WasmEdge icon indicating copy to clipboard operation
WasmEdge copied to clipboard

LFX Mentorship (Jun-Aug, 2024): Enabling LLM fine tuning in the WASI-NN ggml plugin

Open hydai opened this issue 2 years ago • 15 comments

Summary

Motivation

WasmEdge is a lightweight and cross-platform runtime for LLM applications. It allows developers to create LLM apps on a Mac or Windows dev machine, compile them to Wasm, and deploy them on Nvidia machines without any changes to the binary app.

It achieves application portability across CPUs and GPUs by supporting a W3C standard API called WASI-NN, which abstracts GPU-related AI functions as high-level APIs. At this stage, however, only inference functions are supported.

In this project, we aim to support fine-tuning features in WasmEdge. It will improve the developer experience for WasmEdge-enabled LLM tools. To achieve this, we plan to extend the current WASI-NN spec by adding a set of extra APIs, and then implement them by delegating to corresponding functions in llama.cpp embedded in the WasmEdge GGML plugin.

Details

Expected outcome:

  • Use llama2-7b as the base LLM for fine-tuning; the final implementation should handle it correctly.
  • Extend the WASI-NN spec if needed to support the fine-tuning feature.
  • Implement the fine-tuning functions inside WASI-NN ggml plugin. They will call the corresponding functions in llama.cpp, as the inference functions do.
  • Implement the LoRA-related functions inside the WASI-NN ggml plugin to load the pre-trained LoRA and verify the fine-tuned model.
  • Documentation, examples, tutorials, and demonstration are required.

Recommended Skills: C++, WebAssembly, LLM fine-tuning

Since llama.cpp works on CPUs, you do NOT need a GPU device to work on this task.

Application Link

https://mentorship.lfx.linuxfoundation.org/project/41c5a3df-0b84-4b78-b343-bacfc2a3c4ff

Appendix

llama.cpp: https://github.com/ggerganov/llama.cpp WasmEdge GGML examples: https://github.com/second-state/WasmEdge-WASINN-examples/tree/master/wasmedge-ggml LlamaEdge: https://github.com/second-state/LlamaEdge

hydai avatar Feb 08 '24 19:02 hydai

Hi @hydai,

I'm Ankit, and I'm thrilled about the opportunity to contribute to the WasmEdge organization, especially through this project.

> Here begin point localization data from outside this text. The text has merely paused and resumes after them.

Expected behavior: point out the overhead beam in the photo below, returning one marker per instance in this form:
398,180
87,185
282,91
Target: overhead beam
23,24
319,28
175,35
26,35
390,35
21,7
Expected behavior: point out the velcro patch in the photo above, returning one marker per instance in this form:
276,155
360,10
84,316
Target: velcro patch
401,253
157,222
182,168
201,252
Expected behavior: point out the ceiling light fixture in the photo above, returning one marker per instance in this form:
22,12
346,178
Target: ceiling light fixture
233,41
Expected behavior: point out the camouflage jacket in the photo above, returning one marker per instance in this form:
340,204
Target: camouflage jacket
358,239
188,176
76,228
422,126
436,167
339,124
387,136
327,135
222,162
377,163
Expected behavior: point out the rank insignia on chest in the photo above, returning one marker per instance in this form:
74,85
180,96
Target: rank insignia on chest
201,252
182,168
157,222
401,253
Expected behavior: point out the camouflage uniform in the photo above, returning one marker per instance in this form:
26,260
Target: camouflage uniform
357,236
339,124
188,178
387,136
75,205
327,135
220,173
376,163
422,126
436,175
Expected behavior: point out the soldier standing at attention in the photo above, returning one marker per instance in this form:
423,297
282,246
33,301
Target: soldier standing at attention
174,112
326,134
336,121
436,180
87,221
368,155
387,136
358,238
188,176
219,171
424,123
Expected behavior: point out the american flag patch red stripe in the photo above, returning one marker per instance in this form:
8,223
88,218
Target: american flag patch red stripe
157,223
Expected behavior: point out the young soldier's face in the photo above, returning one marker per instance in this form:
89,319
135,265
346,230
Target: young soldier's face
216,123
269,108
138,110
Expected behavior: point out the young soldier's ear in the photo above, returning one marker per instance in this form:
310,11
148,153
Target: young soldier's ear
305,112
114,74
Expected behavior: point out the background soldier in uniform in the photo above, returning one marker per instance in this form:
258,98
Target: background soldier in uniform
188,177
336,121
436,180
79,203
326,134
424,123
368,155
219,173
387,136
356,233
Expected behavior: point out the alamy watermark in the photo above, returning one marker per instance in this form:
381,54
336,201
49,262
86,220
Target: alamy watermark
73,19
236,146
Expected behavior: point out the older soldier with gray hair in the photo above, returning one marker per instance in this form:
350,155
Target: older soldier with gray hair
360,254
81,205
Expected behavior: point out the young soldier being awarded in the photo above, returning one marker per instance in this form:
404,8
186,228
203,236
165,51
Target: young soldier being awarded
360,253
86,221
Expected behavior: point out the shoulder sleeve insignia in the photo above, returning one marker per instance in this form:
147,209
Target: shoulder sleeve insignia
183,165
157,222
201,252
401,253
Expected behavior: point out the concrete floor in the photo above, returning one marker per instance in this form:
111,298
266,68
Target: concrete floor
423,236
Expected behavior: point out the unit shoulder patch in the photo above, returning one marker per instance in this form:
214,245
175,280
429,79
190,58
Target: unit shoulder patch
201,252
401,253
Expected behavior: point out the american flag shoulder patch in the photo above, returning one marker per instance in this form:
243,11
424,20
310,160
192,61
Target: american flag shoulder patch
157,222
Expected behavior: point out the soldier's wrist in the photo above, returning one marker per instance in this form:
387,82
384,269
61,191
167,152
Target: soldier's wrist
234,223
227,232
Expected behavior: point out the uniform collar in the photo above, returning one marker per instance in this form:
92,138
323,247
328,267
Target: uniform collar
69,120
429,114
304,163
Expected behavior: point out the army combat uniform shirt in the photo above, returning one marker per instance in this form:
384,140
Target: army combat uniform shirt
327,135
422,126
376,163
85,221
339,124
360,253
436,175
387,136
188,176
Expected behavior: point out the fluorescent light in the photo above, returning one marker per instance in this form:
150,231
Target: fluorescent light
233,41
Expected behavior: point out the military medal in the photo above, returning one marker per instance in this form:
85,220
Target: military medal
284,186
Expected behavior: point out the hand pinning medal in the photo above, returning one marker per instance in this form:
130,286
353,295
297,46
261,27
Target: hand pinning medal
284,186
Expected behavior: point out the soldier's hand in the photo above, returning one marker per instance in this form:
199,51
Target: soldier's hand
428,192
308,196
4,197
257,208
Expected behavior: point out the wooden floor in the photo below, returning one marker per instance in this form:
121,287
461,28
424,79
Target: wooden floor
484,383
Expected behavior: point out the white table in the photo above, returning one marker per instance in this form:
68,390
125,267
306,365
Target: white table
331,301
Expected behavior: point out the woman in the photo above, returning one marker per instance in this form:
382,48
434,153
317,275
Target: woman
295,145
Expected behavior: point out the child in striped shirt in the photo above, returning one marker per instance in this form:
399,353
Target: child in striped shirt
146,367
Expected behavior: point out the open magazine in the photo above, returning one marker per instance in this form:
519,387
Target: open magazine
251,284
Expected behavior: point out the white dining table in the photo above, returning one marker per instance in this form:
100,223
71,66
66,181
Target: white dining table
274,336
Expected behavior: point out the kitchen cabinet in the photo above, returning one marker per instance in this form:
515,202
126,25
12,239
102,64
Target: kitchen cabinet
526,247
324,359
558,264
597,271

I believe it aligns well with my skills and interests.

To better prepare myself to become a potential contributor, could you suggest any prerequisite tasks or specific issues that would be beneficial to work on? I'm enthusiastic about collaborating with the team to make meaningful contributions to WasmEdge.

Looking forward to your guidance.

Best regards, Ankit

Aankirz avatar Mar 03 '24 06:03 Aankirz

Hi @Aankirz This project is relying on the llama.cpp. We would like to enable the fine-tuning feature in the WASI-NN ggml plugin. So there is something you should pay attention to: WASI-NN spec, fine-tuning in llama.cpp, and how to integrate them into our current plugin.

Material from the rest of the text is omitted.